Canella is een monospecifiek geslacht dat de soort Canella winterana bevat, een boom die inheems is in het Caribisch gebied van de Florida Keys tot Barbados. De schors wordt gebruikt als een specerij die lijkt op kaneel, wat aanleiding geeft tot de algemene namen “kaneelschors”, “wilde kaneel” en “witte kaneel”.
Canella | |
---|---|
Wetenschappelijke classificatie | |
Kingdom: | Plantae |
Clade: | Tracheophytes |
Clade: | Angiospermen |
Clade: | Magnoliiden |
Orde: | Canellales |
Familie: | Canellaceae |
Genus: | Canella P. Browne, 1756 |
Soorten: |
C. winterana
|
Binomiale naam | |
Canella winterana
(L.) Gaertn, 1788
|
|
Synoniemen | |
Canella alba Murray |
Het hout van Canella is zeer zwaar en buitengewoon hard, sterk en dicht generfd, met talrijke dunne, onopvallende medullaire stralen; het is donker roodbruin, en het dikke spint bestaat uit 25 tot 30 lagen jaargroei, lichtbruin of geel van kleur. Het soortelijk gewicht van het absoluut droge hout dat in Florida wordt gekweekt is 0,9893; een kubieke voet van het droge hout weegt 61,65 pond.

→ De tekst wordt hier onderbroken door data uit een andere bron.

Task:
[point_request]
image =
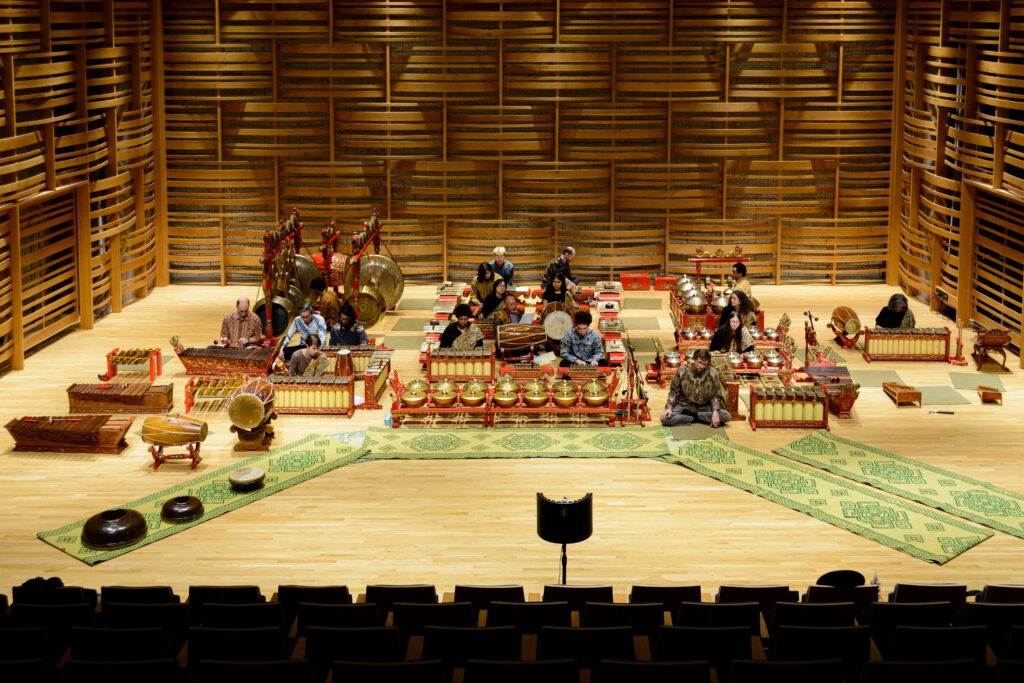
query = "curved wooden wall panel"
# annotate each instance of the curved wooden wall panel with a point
(961, 196)
(634, 130)
(78, 190)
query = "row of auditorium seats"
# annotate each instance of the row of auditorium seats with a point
(492, 633)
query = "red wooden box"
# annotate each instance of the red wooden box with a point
(635, 281)
(664, 283)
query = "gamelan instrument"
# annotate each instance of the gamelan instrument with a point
(133, 360)
(804, 407)
(520, 336)
(219, 360)
(461, 364)
(906, 344)
(161, 431)
(144, 397)
(252, 403)
(93, 433)
(327, 394)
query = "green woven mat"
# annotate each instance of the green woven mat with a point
(402, 443)
(643, 303)
(942, 395)
(403, 342)
(970, 381)
(982, 503)
(636, 323)
(287, 466)
(919, 531)
(417, 304)
(409, 325)
(867, 378)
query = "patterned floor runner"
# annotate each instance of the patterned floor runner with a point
(982, 503)
(386, 443)
(287, 466)
(918, 531)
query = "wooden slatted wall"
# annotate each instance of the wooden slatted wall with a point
(960, 197)
(78, 178)
(636, 131)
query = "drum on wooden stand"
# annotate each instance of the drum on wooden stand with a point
(519, 336)
(252, 403)
(845, 319)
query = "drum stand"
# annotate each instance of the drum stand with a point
(257, 438)
(159, 456)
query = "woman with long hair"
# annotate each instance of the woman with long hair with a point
(483, 284)
(732, 336)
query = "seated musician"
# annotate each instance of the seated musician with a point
(241, 328)
(509, 312)
(695, 394)
(896, 315)
(557, 291)
(306, 323)
(732, 336)
(502, 268)
(327, 303)
(462, 334)
(560, 262)
(493, 302)
(483, 284)
(308, 361)
(347, 331)
(581, 345)
(739, 303)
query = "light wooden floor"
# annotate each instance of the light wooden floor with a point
(473, 521)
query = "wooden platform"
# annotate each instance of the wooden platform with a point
(473, 521)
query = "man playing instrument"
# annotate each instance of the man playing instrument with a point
(560, 263)
(306, 323)
(695, 394)
(502, 268)
(462, 334)
(581, 345)
(896, 314)
(241, 328)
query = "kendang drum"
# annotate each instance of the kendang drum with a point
(845, 319)
(520, 336)
(251, 403)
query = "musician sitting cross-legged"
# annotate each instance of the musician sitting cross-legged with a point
(306, 323)
(896, 314)
(581, 345)
(308, 361)
(347, 331)
(732, 336)
(241, 328)
(695, 394)
(462, 334)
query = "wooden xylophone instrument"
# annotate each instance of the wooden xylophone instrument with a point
(219, 360)
(914, 344)
(805, 407)
(145, 397)
(461, 365)
(94, 433)
(327, 394)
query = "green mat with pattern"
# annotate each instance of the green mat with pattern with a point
(402, 443)
(919, 531)
(982, 503)
(287, 466)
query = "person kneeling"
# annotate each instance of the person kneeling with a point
(581, 345)
(695, 394)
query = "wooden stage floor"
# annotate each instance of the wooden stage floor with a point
(473, 521)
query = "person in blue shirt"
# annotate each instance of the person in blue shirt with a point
(502, 268)
(581, 345)
(306, 323)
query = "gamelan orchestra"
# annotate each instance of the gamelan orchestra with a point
(510, 346)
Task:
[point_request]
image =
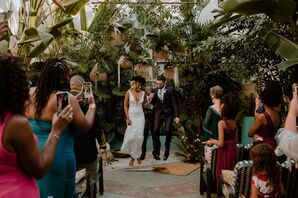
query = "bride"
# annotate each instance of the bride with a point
(135, 120)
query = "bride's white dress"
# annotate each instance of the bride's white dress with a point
(133, 138)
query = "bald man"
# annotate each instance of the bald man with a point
(85, 144)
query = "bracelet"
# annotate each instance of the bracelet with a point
(93, 106)
(56, 136)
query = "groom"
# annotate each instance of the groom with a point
(165, 110)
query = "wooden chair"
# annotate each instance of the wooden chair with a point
(241, 184)
(208, 173)
(290, 179)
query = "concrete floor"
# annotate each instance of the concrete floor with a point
(121, 184)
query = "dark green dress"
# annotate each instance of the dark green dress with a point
(210, 123)
(59, 182)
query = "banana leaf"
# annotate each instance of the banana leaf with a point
(33, 34)
(41, 47)
(250, 7)
(73, 7)
(83, 19)
(61, 24)
(281, 45)
(284, 65)
(224, 19)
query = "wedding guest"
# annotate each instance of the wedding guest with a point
(54, 77)
(85, 144)
(135, 120)
(227, 135)
(267, 123)
(213, 116)
(20, 160)
(288, 139)
(266, 181)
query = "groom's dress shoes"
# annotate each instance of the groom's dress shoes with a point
(166, 155)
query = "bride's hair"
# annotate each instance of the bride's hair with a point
(139, 79)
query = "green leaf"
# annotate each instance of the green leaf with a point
(40, 48)
(284, 65)
(250, 7)
(281, 45)
(224, 19)
(61, 23)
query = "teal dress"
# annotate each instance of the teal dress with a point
(210, 123)
(59, 181)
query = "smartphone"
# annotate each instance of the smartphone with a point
(87, 86)
(62, 101)
(4, 16)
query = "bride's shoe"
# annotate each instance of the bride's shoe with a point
(139, 161)
(131, 162)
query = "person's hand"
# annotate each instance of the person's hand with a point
(59, 122)
(177, 120)
(91, 99)
(3, 28)
(208, 142)
(257, 138)
(294, 101)
(78, 97)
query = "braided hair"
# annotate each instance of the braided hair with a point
(53, 77)
(14, 85)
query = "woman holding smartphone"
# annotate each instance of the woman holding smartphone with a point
(21, 162)
(54, 76)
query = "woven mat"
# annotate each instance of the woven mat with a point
(174, 168)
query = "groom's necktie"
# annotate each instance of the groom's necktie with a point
(160, 94)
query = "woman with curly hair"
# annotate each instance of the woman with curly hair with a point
(213, 116)
(54, 76)
(20, 160)
(268, 121)
(266, 181)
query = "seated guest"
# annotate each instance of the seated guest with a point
(54, 76)
(20, 160)
(268, 121)
(85, 144)
(288, 139)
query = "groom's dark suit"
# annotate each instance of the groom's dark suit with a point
(165, 110)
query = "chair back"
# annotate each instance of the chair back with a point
(243, 173)
(290, 179)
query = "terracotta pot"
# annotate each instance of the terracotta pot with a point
(116, 39)
(169, 73)
(160, 56)
(99, 76)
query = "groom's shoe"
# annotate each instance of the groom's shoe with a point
(142, 156)
(155, 156)
(166, 155)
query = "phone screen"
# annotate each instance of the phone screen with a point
(87, 86)
(62, 101)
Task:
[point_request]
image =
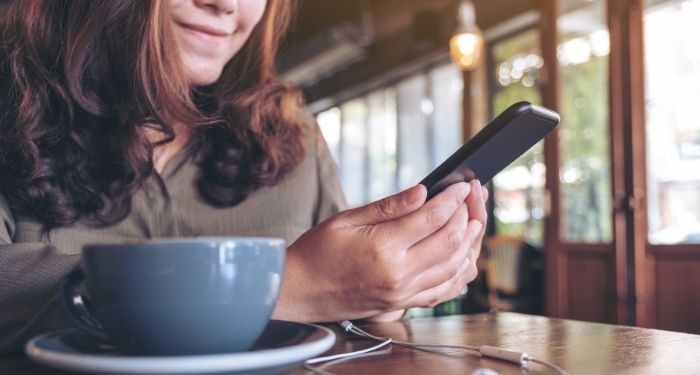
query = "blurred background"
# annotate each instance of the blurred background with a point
(599, 222)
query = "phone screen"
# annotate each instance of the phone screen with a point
(495, 147)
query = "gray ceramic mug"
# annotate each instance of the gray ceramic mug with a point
(174, 297)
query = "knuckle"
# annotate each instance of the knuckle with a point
(433, 301)
(391, 284)
(454, 239)
(472, 272)
(436, 218)
(384, 208)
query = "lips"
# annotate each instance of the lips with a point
(208, 30)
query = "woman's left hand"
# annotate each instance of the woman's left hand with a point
(475, 251)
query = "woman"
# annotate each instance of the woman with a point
(125, 120)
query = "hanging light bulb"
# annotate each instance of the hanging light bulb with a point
(467, 45)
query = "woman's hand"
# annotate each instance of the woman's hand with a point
(392, 254)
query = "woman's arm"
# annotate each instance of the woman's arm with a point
(30, 275)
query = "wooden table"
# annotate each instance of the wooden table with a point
(578, 347)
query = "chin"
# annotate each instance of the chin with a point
(204, 77)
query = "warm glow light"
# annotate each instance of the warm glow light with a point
(467, 43)
(465, 50)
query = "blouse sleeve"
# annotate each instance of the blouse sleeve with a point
(30, 275)
(331, 199)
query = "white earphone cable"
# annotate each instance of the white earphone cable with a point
(519, 358)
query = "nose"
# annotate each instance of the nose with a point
(218, 6)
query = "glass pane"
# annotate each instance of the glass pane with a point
(446, 92)
(672, 63)
(382, 144)
(353, 151)
(519, 189)
(414, 155)
(329, 122)
(584, 171)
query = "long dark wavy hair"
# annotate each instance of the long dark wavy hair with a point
(81, 81)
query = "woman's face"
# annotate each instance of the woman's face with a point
(211, 32)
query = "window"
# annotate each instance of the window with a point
(519, 189)
(584, 133)
(391, 138)
(672, 69)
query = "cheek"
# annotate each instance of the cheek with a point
(251, 12)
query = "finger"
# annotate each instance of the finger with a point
(476, 203)
(428, 219)
(445, 291)
(440, 246)
(445, 270)
(387, 209)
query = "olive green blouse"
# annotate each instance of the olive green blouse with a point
(32, 263)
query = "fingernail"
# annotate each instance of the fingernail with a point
(465, 189)
(412, 195)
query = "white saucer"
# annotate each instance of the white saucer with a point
(282, 346)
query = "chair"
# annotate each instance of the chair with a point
(513, 274)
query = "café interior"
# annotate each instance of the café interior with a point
(599, 222)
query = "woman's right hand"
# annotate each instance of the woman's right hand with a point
(392, 254)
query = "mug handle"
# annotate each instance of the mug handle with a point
(78, 311)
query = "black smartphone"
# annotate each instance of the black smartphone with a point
(502, 141)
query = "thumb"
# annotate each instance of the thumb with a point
(389, 208)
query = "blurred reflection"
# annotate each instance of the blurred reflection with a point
(584, 172)
(672, 63)
(519, 189)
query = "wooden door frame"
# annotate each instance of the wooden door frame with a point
(627, 126)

Canella bereikt in Florida een hoogte van 25 tot 30 voet, met een rechte stam van acht tot 10 duim in diameter. Op de bergen van Jamaica wordt gezegd dat hij soms wel 50 voet hoog wordt. De hoofdtakken zijn slank, horizontaal en spreidend, en vormen een compacte, rondachtige kruin. De lichtgrijze schors van de stam is een achtste van een duim dik, het oppervlak is gebroken in vele korte dikke schubben die zelden meer dan 2-3 in lang zijn, en ongeveer twee keer de dikte van de lichtgele, aromatische binnenste schors. De bladeren zijn eivormig, aan de top rond of lichtjes uitgestulpt en samengetrokken tot een korte, stevige, gegroefde bladsteel; ze zijn 3,5-5,0 in lengte, 1,5-2,0 in breedte, helder diepgroen, en glanzend. De bloemen openen in de herfst, en de vrucht rijpt in maart en april, wanneer ze helder karmozijnrood, zacht en vlezig is, en door veel vogels wordt gegeten.